Of Cows and the Economy

Why do we have recessions in the economy? For the past couple of months, there’s been all sort of chatter in the press. “Are we in recession?” “How bad will the recession be?” “When will the recession end?” We take boom times and busts as if they were as predictable as the changing seasons and just as fickle. Does this make sense? I don’t see why it would.

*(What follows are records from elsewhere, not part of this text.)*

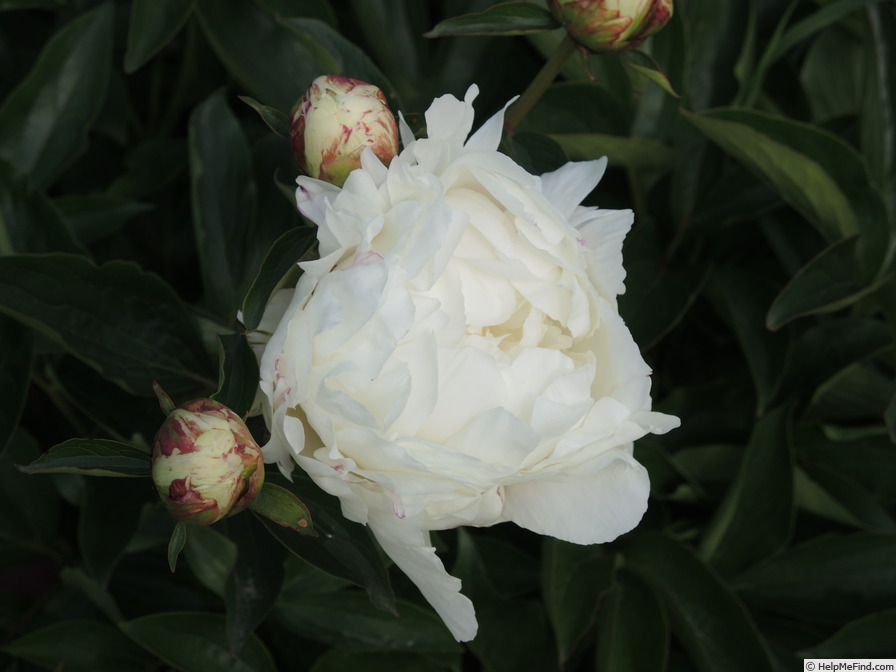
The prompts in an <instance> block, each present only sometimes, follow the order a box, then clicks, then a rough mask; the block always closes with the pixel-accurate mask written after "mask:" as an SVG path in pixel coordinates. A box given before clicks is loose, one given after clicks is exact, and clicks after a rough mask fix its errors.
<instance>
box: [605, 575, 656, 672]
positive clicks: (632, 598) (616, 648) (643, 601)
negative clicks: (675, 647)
mask: <svg viewBox="0 0 896 672" xmlns="http://www.w3.org/2000/svg"><path fill="white" fill-rule="evenodd" d="M669 636H670V630H669V617H668V616H667V614H666V609H665V607H664V605H663V603H662V602H661V601H660V599H659V597H657V595H656V594H655V593H654V592H653V591H652V590H651V589H650V588H649V587H647V586H646V585H645V584H643V583H642V582H640V581H638V580H637V579H636V578H634V577H632V576H630V575H629V574H628V573H626V572H620V573H619V574H617V576H616V578H615V582H614V586H613V589H612V590H611V591H610V592H609V593H608V594H607V596H606V597H605V598H604V599H603V601H602V602H601V608H600V612H599V614H598V621H597V646H596V649H595V654H596V656H595V670H596V672H628V671H629V670H639V671H642V670H643V672H651V671H652V670H656V671H657V672H661V671H662V670H665V669H666V663H667V661H668V657H669V652H668V648H669Z"/></svg>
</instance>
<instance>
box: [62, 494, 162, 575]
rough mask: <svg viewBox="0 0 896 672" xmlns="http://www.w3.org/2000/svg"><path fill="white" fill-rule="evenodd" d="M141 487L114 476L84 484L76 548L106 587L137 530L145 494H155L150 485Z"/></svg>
mask: <svg viewBox="0 0 896 672" xmlns="http://www.w3.org/2000/svg"><path fill="white" fill-rule="evenodd" d="M142 486H143V487H134V484H133V483H131V482H129V481H126V480H122V479H113V478H102V479H97V478H90V479H87V481H86V482H85V484H84V496H83V500H82V503H81V515H80V517H79V518H78V548H79V549H80V551H81V557H82V558H83V559H84V564H85V565H86V566H87V569H88V571H89V572H90V574H91V575H92V576H93V578H94V579H96V581H97V582H98V583H99V584H100V585H102V586H105V585H107V584H108V582H109V577H110V576H111V575H112V571H113V570H114V569H115V565H117V564H118V561H119V560H121V557H122V555H123V554H124V550H125V548H126V547H127V545H128V542H130V540H131V537H133V536H134V532H135V531H136V529H137V525H136V521H137V519H138V517H139V515H140V510H141V509H142V507H143V504H144V502H145V501H146V499H147V497H148V496H152V497H155V496H156V492H155V488H153V486H152V484H150V483H149V482H142Z"/></svg>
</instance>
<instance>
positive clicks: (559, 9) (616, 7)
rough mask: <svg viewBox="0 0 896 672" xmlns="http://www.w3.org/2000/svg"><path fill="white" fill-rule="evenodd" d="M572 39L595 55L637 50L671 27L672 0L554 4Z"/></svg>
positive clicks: (556, 11) (556, 16) (557, 0)
mask: <svg viewBox="0 0 896 672" xmlns="http://www.w3.org/2000/svg"><path fill="white" fill-rule="evenodd" d="M550 2H551V11H552V12H553V13H554V16H555V17H556V19H557V20H558V21H560V22H561V23H562V24H563V25H564V26H565V27H566V30H567V32H568V33H569V35H570V37H572V39H574V40H575V41H576V42H578V43H579V44H581V45H582V46H583V47H585V48H586V49H588V50H590V51H593V52H595V53H606V52H613V51H624V50H625V49H631V48H633V47H637V46H638V45H639V44H641V42H643V41H644V40H645V39H646V38H647V37H648V36H650V35H653V34H654V33H655V32H657V31H658V30H659V29H660V28H662V27H663V26H665V25H666V24H667V23H669V19H671V18H672V0H550Z"/></svg>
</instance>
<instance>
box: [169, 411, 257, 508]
mask: <svg viewBox="0 0 896 672" xmlns="http://www.w3.org/2000/svg"><path fill="white" fill-rule="evenodd" d="M152 480H153V481H154V482H155V484H156V489H157V490H158V491H159V496H160V497H161V498H162V501H163V502H164V503H165V506H166V507H167V508H168V511H170V512H171V515H173V516H174V517H175V518H178V519H180V520H182V521H183V522H185V523H189V524H191V525H211V524H212V523H214V522H217V521H219V520H221V518H225V517H227V516H232V515H233V514H235V513H239V512H240V511H242V510H243V509H245V508H246V507H247V506H249V505H250V504H251V503H252V502H253V501H254V500H255V498H256V497H257V496H258V493H259V492H260V491H261V486H262V485H263V484H264V459H263V458H262V454H261V448H259V447H258V444H257V443H255V440H254V439H253V438H252V435H251V434H250V433H249V428H248V427H246V423H244V422H243V421H242V419H241V418H240V417H239V416H238V415H237V414H236V413H234V412H233V411H232V410H230V409H229V408H227V407H226V406H224V405H223V404H219V403H217V402H215V401H212V400H211V399H194V400H193V401H188V402H187V403H185V404H182V405H181V406H178V407H177V408H175V409H174V410H173V411H171V413H170V414H169V415H168V417H167V418H166V419H165V422H164V423H163V424H162V426H161V427H160V428H159V431H158V433H157V434H156V439H155V443H154V444H153V447H152Z"/></svg>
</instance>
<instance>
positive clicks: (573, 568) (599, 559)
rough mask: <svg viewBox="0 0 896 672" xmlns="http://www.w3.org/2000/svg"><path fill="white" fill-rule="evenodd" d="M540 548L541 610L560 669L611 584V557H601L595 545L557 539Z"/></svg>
mask: <svg viewBox="0 0 896 672" xmlns="http://www.w3.org/2000/svg"><path fill="white" fill-rule="evenodd" d="M542 548H543V551H542V557H543V565H542V586H543V587H542V592H543V594H544V602H545V611H546V612H547V617H548V621H550V623H551V626H552V627H553V629H554V635H555V637H556V639H557V656H558V662H559V663H560V664H561V666H562V665H563V664H564V663H565V662H566V661H567V660H568V659H569V657H570V656H571V654H572V653H573V651H574V649H575V647H576V645H577V644H578V643H579V642H580V641H581V640H582V639H583V638H584V637H585V634H586V632H588V630H589V629H590V627H591V625H592V622H593V620H594V615H595V613H596V612H597V605H598V604H599V602H600V599H601V597H602V595H603V594H604V593H606V592H607V591H608V590H609V589H610V587H611V585H612V582H613V575H614V573H615V567H614V564H615V563H614V556H612V555H606V554H604V553H603V552H602V551H601V550H600V547H598V546H578V545H575V544H570V543H567V542H565V541H559V540H557V539H545V540H544V542H543V543H542Z"/></svg>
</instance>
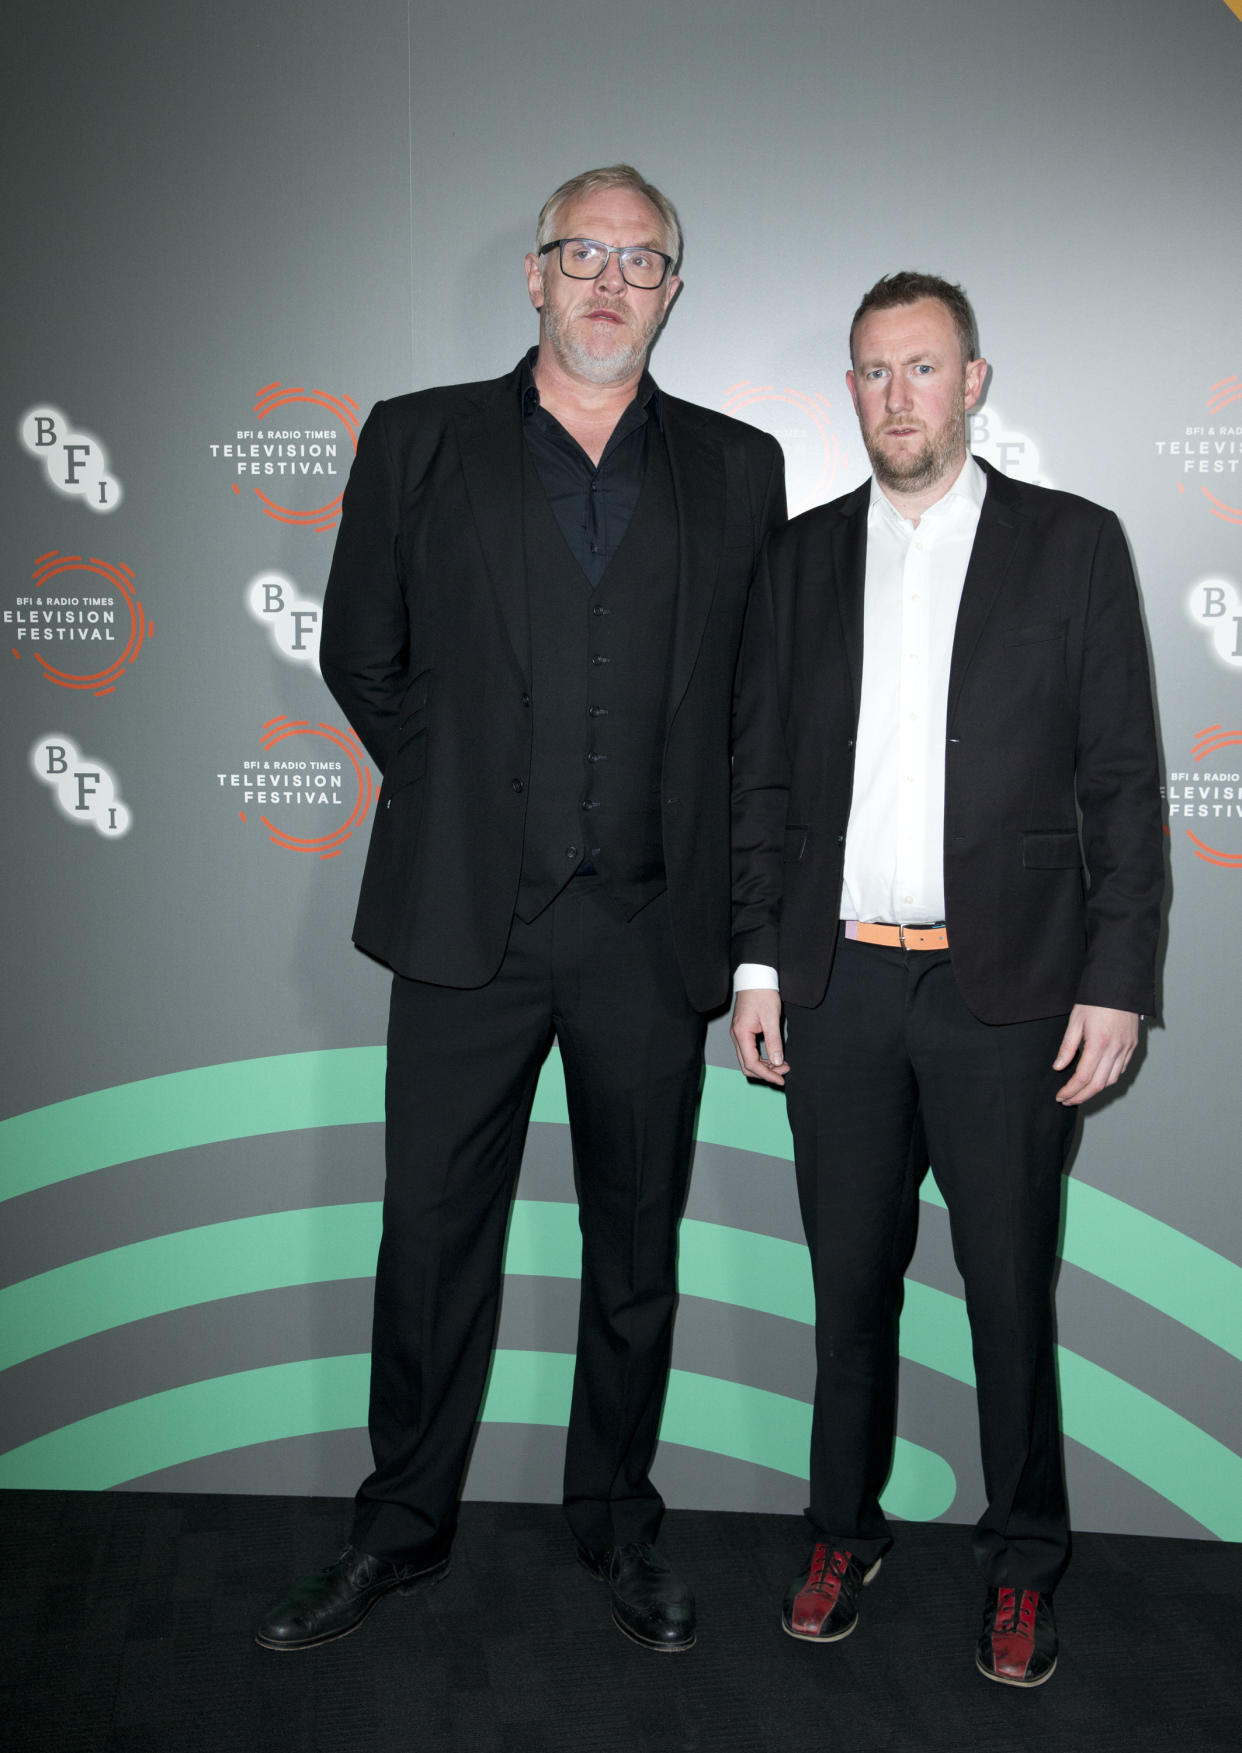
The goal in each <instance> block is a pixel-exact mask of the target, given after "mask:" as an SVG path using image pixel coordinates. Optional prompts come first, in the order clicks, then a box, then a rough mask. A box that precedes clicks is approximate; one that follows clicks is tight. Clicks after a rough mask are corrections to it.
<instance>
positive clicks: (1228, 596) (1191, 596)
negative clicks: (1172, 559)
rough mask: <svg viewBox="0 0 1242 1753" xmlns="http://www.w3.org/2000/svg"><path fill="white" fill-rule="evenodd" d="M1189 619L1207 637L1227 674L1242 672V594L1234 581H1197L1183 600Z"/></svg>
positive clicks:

Imagine if you will that we live in a cloistered little community of perhaps fifty people. Of those fifty, perhaps forty are involved in agriculture of some sort, growing crops, animals, and the like. Some of them might be bivocational. Perhaps the community’s doctor splits time between patients and potatoes. Other people might work full-time in a field that does not involve fields. Regardless of the exact numbers, we can hope that our population of fifty will produce sufficient food, clothing, housing, and the like to meet everyone’s needs. Perhaps they’ll sell off excess cream or some other commodity in order to purchase the cloth that the people in a nearby town of fifty produces in excess, but mostly, this group is self-sufficient. Would such a community ever experience a recession? If so, how would it happen?
If an agriculturally-based community were to experience drought or potato blight or mad cow disease, then we would understand a recession. In fact, in the old days, that sort of “recession” went by a different name: a famine. Is the current recession the result of such a production shortfall? No, because we aren’t ultimately an agriculturally-based community (or economy). We’re a dollar-based economy.
In an agricultural economy, wealth is measured in terms of production. For example, if my cows produce not ten but twelve healthy calves this year, then I’m twenty percent wealthier in that category. It’s a good year. Good management and good fortune can lead to this sort of result, and it benefits the entire community. The law of supply and demand suggests that if the three beef farmers in the community all have extra calves this year, then the price of steak will go down in the future. If the supply of milk cows rises, we can expect milk, butter, and cheese to be plentiful and relatively less expensive in the future. Everybody wins! The farmers sell or barter more of their product, leading to more carrots and eggs and blue jeans on their counters, while the beef-buyers get a better price.
But here’s the rub. If Farmer Abe runs fifty head on his hundred acres this year, that’s dandy. If he experiences a ten-percent increase, then he will have fifty-five head next year. As the boom times continue, he’ll have sixty and then seventy and eventually a hundred head of cattle jostling around in his pastures. What are Abe’s options? He could attempt to buy more land on which to run his blossoming herd. That’s fine, but it’s not a long-term situation. Land, as the real estate agents are apt to remind us, is something they’re not making more of. Eventually Abe’s herd overwhelms the carrying capacity of the land at his disposal. He’ll either pen his herds up in feeding pens, creating sub-standard beef, or foul his land, rendering it less useful tomorrow in order to enjoy profits today.
Now let’s think about a money-based economy rather than a cow-based one. When we expect a corporation to increase revenue and profits year after year, don’t we eventually ask them to exceed the carrying capacity of the financial system? No, money doesn’t leave manure lying around, nor does it eat grass, but it does have limits. We can’t continue to expand forever without repercussions. Those repercussions, I would argue, are called recessions, when the chickens come home to roost (or the cows come home to graze).